Researchers at EPFL evaluated several popular multimodal foundation models—such as GPT-4o, Gemini 2.0 Flash, and Claude 3.5 Sonnet on core computer vision tasks, including segmentation, object detection, and depth prediction, using datasets like COCO and ImageNet. Since most MFMs are designed to output text and are only accessible via APIs, they developed a prompt-chaining framework to translate these visual tasks into text-compatible formats. Their findings show that while MFMs are competent generalists, they fall short of specialized vision models, especially in geometric tasks. GPT-4o stood out, performing best in 4 out of 6 tasks. The evaluation toolkit will be open-sourced. 

To evaluate MFMs on vision tasks, the study designed a prompt chaining strategy, breaking complex tasks into simpler, language-friendly subtasks. For example, instead of predicting bounding boxes directly, the model first identifies present objects, then locates them through recursive image cropping. For segmentation and grouping, images are divided into superpixels, which are easier to label and compare. Depth and surface normals are estimated using pairwise rankings of superpixel regions. This modular design leverages MFMs’ strength in classification and similarity, while calibration controls ensure fair comparisons. The method is flexible, and performance improves with finer-grained prompting. 

The study evaluates various MFMs, including GPT-4, Gemini Flash, and Claude 3.5, across multiple tasks, such as image classification, object detection, and segmentation. Using datasets like ImageNet, COCO, and Hypersim, results show GPT-4o reaching 77.2% on ImageNet and 60.62 AP50 for object detection, outperformed by specialist models like ViT-G (90.94%) and Co-DETR (91.30%). Semantic segmentation results show GPT-4o at 44.89 mIoU, while OneFormer leads with 65.52. MFMs handle distribution shifts reasonably well but lag on precise visual reasoning. The study also introduces prompt chaining and oracle baselines to evaluate upper-bound performance. 
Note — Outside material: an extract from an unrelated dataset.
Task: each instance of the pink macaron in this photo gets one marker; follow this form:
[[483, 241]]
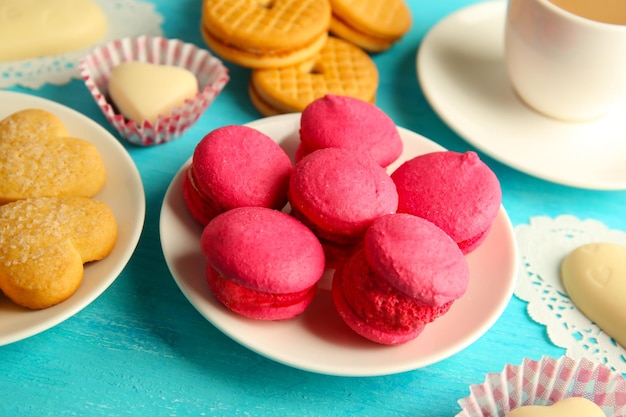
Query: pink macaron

In conclusion, the study introduces a benchmarking framework to assess the visual capabilities of MFMs, such as GPT-4o, Gemini, and Claude, by converting standard vision tasks into prompt-based formats. Findings show MFMs perform better on semantic tasks than geometric ones, with GPT-4o leading overall. However, all MFMs lag significantly behind task-specific vision models. Despite being generalists trained primarily on image-text data, they show promising progress, especially newer reasoning models, such as o3, on 3D tasks. Limitations include high inference cost and prompt sensitivity. Still, this framework provides a unified approach to evaluating MFMs’ visual understanding, laying the groundwork for future advancements. 


Check out the Paper, GitHub Page and Project. All credit for this research goes to the researchers of this project.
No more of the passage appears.